A Secretaria do Rio Colorado de Baixo, no Texas, decidiu no mês passado cortar o fornecimento de água para aos produtores de arroz depois de concluir que dois reservatórios que abastecem Austin e outras cidades a montante estavam em níveis perigosamente baixos - com cerca de 38 % da capacidade. Os agricultores não tiveram como apelar, porque não detinham os direitos sobre a água: eles os tinham vendido à secretaria décadas atrás.

O corte no fornecimento demonstrou, no entanto, a relação explosiva entre o passado rural do Estado e seu futuro urbano. Em uma audiência lotada na justiça, no mês passado, os agricultores e outros moradores a jusante reclamaram que tiveram que abdicar da água enquanto os moradores de Austin continuavam lavando seus carros, regando seus gramados e campos de golfe - ainda que apenas uma vez por semana devido às restrições impostas para a economia de água.

Os moradores da cidade argumentam que os reservatórios de água potável não se destinam à irrigação de fazendas, um ponto que os agricultores contestam, e que as empresas que promovem o lazer ao longo dos reservatórios estão indo à falência. Uma cidade em um dos reservatórios, lago Travis, tem trazido água de caminhão para abastecer as torneiras, dizem.

"Há tensões em cada bacia hidrográfica do Estado", disse Jason Hill, advogado de direitos hídricos que atualmente representa a cidade de San Angelo, no Texas, em outra disputa. "Você realmente não sabe o valor de alguma coisa até perdê-la e querer tê-la de volta. Além disso, historicamente, a água tem sido um recurso subestimado".

Em Austin, e por todo o Texas, os interesses rurais claramente estão contra-atacando. O Conselho de Desenvolvimento Hídrico do Texas, a agência de planejamento do Estado, calcula que a demanda das cidades por água subirá quase 75% em 2060, enquanto o uso da água para irrigação vai diminuir em 17%. Então, as cidades - e não os produtores rurais - serão os principais consumidores de água.

Mas os agricultores não estão desistindo sem lutar.

Em 2011, o Legislativo do Texas acatou a mudança de prioridades, autorizando a Comissão Estadual de Qualidade Ambiental a suspender os direitos à água em situações de emergência, como em secas.
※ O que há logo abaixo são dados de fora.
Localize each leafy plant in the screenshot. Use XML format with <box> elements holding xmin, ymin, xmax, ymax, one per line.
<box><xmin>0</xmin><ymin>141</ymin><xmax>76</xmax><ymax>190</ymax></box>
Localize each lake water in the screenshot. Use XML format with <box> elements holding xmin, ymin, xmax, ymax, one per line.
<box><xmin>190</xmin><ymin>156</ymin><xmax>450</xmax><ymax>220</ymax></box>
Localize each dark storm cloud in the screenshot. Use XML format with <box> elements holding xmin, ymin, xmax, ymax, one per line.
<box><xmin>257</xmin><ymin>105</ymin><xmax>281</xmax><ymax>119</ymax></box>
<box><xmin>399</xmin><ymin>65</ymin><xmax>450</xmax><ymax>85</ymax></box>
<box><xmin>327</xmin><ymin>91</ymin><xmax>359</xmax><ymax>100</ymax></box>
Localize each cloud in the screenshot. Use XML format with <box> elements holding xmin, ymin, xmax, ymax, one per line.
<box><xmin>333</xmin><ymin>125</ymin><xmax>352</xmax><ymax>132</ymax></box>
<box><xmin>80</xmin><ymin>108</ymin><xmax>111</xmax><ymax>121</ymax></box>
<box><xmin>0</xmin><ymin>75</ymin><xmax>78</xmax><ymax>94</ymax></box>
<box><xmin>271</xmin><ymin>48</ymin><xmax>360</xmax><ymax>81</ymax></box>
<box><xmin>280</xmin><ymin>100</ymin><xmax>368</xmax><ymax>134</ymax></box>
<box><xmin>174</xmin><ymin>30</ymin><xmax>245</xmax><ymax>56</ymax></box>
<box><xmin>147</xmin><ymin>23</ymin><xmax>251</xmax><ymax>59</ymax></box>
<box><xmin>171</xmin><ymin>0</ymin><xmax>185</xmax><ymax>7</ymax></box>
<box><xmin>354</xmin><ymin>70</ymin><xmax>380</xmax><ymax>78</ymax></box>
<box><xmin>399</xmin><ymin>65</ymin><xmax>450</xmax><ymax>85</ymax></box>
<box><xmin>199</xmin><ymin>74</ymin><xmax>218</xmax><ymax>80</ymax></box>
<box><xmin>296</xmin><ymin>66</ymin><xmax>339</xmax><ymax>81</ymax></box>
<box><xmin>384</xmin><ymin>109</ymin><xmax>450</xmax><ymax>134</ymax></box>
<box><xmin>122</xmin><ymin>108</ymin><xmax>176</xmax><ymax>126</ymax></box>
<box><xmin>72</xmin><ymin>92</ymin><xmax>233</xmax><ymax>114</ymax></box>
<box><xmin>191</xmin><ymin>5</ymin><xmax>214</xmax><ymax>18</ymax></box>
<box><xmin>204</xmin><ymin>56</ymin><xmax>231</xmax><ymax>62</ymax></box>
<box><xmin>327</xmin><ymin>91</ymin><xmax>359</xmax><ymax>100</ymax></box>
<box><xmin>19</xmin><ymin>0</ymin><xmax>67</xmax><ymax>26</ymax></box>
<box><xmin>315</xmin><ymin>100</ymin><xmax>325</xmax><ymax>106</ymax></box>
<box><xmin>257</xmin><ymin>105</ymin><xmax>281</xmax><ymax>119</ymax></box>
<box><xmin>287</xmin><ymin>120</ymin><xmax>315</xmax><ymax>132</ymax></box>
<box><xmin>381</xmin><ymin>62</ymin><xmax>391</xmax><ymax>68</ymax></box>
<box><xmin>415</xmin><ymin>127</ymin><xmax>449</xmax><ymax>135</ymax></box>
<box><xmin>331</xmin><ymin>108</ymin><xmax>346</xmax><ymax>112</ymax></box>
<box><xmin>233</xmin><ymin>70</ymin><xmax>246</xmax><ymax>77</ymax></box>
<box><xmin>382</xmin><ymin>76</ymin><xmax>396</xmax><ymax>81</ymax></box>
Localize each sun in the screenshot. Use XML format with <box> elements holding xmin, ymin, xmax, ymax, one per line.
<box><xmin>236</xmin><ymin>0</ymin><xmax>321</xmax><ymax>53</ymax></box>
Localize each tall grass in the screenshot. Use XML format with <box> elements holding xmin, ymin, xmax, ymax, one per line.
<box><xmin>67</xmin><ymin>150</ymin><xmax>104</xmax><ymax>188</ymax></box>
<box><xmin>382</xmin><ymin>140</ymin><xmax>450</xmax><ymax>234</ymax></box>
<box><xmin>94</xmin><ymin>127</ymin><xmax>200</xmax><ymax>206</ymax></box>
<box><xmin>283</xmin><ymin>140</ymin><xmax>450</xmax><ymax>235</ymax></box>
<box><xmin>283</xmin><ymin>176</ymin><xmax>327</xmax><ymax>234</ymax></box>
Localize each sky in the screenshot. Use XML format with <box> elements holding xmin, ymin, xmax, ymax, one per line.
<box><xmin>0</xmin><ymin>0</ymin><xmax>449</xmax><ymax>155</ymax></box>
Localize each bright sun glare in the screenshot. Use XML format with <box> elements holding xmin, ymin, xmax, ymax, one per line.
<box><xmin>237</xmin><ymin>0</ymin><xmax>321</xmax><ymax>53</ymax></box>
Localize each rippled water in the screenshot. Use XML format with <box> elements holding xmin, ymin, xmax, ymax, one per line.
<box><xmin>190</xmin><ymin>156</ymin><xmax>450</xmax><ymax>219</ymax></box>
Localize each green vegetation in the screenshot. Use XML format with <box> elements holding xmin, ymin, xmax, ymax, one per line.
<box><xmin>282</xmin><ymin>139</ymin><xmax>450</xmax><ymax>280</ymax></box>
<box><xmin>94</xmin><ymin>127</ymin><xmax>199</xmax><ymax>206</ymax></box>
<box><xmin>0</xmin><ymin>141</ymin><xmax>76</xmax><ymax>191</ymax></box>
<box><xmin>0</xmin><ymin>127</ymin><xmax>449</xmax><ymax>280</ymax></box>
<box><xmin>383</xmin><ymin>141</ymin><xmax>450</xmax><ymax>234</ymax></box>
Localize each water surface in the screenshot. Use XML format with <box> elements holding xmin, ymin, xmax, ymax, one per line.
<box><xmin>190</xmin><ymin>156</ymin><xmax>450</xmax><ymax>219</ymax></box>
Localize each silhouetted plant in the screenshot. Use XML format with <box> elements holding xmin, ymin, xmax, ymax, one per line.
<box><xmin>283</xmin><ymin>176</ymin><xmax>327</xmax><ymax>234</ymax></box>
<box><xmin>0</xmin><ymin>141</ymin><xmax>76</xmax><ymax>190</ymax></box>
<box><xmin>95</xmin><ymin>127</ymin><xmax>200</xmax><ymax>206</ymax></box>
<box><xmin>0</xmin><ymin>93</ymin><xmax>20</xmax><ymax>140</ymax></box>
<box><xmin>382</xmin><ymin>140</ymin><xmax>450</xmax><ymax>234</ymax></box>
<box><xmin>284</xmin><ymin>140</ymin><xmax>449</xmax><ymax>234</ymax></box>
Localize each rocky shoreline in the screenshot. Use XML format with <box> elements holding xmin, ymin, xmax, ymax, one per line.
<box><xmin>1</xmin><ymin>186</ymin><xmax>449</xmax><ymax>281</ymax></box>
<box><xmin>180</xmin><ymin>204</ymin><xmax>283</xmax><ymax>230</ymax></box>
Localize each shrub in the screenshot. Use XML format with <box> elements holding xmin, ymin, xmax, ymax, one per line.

De acordo com essa decisão, a comissão ainda seria obrigada a alocar água para os detentores de direitos por ordem de antiguidade, mas poderia considerar como esta água estava sendo usada e mandar desligar a bomba.

Um ano depois, quando a seca deixou a planta petroquímica da Dow Chemical Co. em Freeport sem a água do rio Brazos, a empresa pediu à comissão que honrasse os seus direitos à água detidos há 83 anos e mandasse que os usuários mais recentes compensassem a falta de água.

E a comissão obedeceu - mas só depois de decidir que, por razões de saúde e segurança, 66 cidades do Texas e concessionárias de energia elétrica ficariam isentas de corte, enquanto centenas de agricultores e outras pessoas com mais direitos à água teriam que abrir mão dos seus direitos.

De fato, segundo os documentos do tribunal, as cidades e empresas de energia que foram isentadas detinham os direitos a 96% da água afetada pela reivindicação da Dow. Os 4% restantes, a maioria agricultores como DeStefano, perderam todo o direito de irrigarem suas plantações até o fim da suspensão, algumas semanas depois.

Na ação legal que se seguiu, DeStefano e outros argumentaram que a comissão não poderia escolher vencedores e perdedores quando fizesse valer os direitos à água consagrados por lei. "A lei estadual diz que o mais antigo tem o direito prioritário. Isso tem que ser cumprido", disse Joshua Katz, um advogado de Austin que representa o interesse dos produtores rurais.

As cidades prudentes fazem o que os agricultores prudentes fazem para se preparar para a seca: compram direitos à água mais antigos, disse ele.

Um tribunal no ano passado ficou do lado dos agricultores e o caso está em fase recurso. Mas se a seca da região continuar, inevitavelmente surgirão mais ações judiciais no Texas e em todo o Oeste.

"Realmente é um bom momento para um advogado de direitos hídricos no Texas", disse Hill, o advogado na disputa de San Angelo. "Há trabalho aqui até onde os olhos podem ver".